Calabria. Direzione Pugliese-Ciaccio: “Preoccupati per l’accorpamento con l’Università”

Calabria. Direzione Pugliese-Ciaccio: “Preoccupati per l’accorpamento con l’Università”

Calabria. Direzione Pugliese-Ciaccio: “Preoccupati per l’accorpamento con l’Università”
Secondo il Collegio di Direzione dell'Azienda ospedaliera il Commissario ad acta vorrebbe “organizzare la sanità calabrese 'alla toscana', attorno cioe' a tre Facoltà di Medicina” ma “la condizione toscana è ben diversa da quella calabrese", dove l'Università, "finora poco attenta ai bisogni sanitari dei calabresi, pretende di gestire con carattere di esclusività i processi assistenziali”.

“Profonda preoccupazione” da parte del Collegio di Direzione dell'Azienda ospedaliera Pugliese-Ciaccio di Catanzaro per le decisioni che si stanno prendendo in merito all’accorpamento con l’Azienda Universitaria Magna Gracia.

"Il primo elemento di preoccupazione – spiega l’Ao in una nota – nasce dalla constatazione che sono fatalmente venuti al pettine i nodi della squilibrata formazione del Tavolo paritetico nel quale, a parte le rappresentanze aziendali, e' presente, dal punto di vista strettamente tecnico, solo la componente universitaria. L'ultimo tassello di tale disomogeneità è stata la votazione dall'esito scontato con la quale si è voluto dare una legittimità di partecipazione a un'istanza che non è equamente partecipata”.
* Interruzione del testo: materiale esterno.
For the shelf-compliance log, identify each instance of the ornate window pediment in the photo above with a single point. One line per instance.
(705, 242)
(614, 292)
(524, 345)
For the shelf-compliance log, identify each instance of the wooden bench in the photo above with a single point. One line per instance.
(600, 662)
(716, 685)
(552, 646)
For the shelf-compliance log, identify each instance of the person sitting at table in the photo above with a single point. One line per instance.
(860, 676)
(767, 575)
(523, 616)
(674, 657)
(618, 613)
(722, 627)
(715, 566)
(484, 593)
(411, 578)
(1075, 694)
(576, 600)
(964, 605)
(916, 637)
Il secondo elemento di preoccupazione è rappresentato “dal criterio che ha contrassegnato la decisione circa il numero delle strutture complesse a direzione universitaria e, rispettivamente, ospedaliera. Quale criterio abbia potuto suggerire di affidare oltre il 60% di queste all'istituzione che nell'arco di diversi lustri ha avuto un ruolo abbastanza marginale nell'impatto assistenziale con il territorio catanzarese e calabrese e che, allo stato, offre strutturalmente un terzo del patrimonio assistenziale e, funzionalmente, ancor meno, è veramente poco chiaro. La giustificazione della necessità di assicurare l'offerta didattica della facoltà di Medicina non è credibile perché è ampiamente scontato che le Aziende ospedaliere universitarie integrate possano largamente utilizzare anche i posti letto a Direzione ospedaliera per il loro scopo istituzionale di didattica e di ricerca oltre che di assistenza".
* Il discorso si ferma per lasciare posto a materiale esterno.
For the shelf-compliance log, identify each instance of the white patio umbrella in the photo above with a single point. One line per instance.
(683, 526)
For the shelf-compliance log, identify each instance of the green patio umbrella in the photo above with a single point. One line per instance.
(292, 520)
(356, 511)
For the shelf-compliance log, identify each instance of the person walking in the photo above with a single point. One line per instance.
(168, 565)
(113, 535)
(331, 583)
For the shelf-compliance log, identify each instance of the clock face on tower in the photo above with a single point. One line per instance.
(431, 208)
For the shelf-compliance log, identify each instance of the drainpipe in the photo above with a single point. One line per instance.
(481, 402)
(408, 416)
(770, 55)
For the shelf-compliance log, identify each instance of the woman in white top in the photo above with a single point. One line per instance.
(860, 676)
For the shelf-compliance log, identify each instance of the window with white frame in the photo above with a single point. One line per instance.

Infine, secondo la Direzione dell’Ao, il Commissario ad acta “decide di organizzare la sanità calabrese 'alla toscana', attorno cioè a tre Facoltà di Medicina”. Ma la condizione toscana, evidenzia l’Ao, “è ben diversa da quella calabrese, nella quale la facoltà di Medicina dell'Università Magna Grecia, finora poco attenta ai bisogni sanitari dei calabresi, pretende di gestire con carattere di esclusività i processi assistenziali invece di potenziare le problematica della formazione. Tutto ciò avverrebbe sulla testa degli ignari cittadini calabresi”.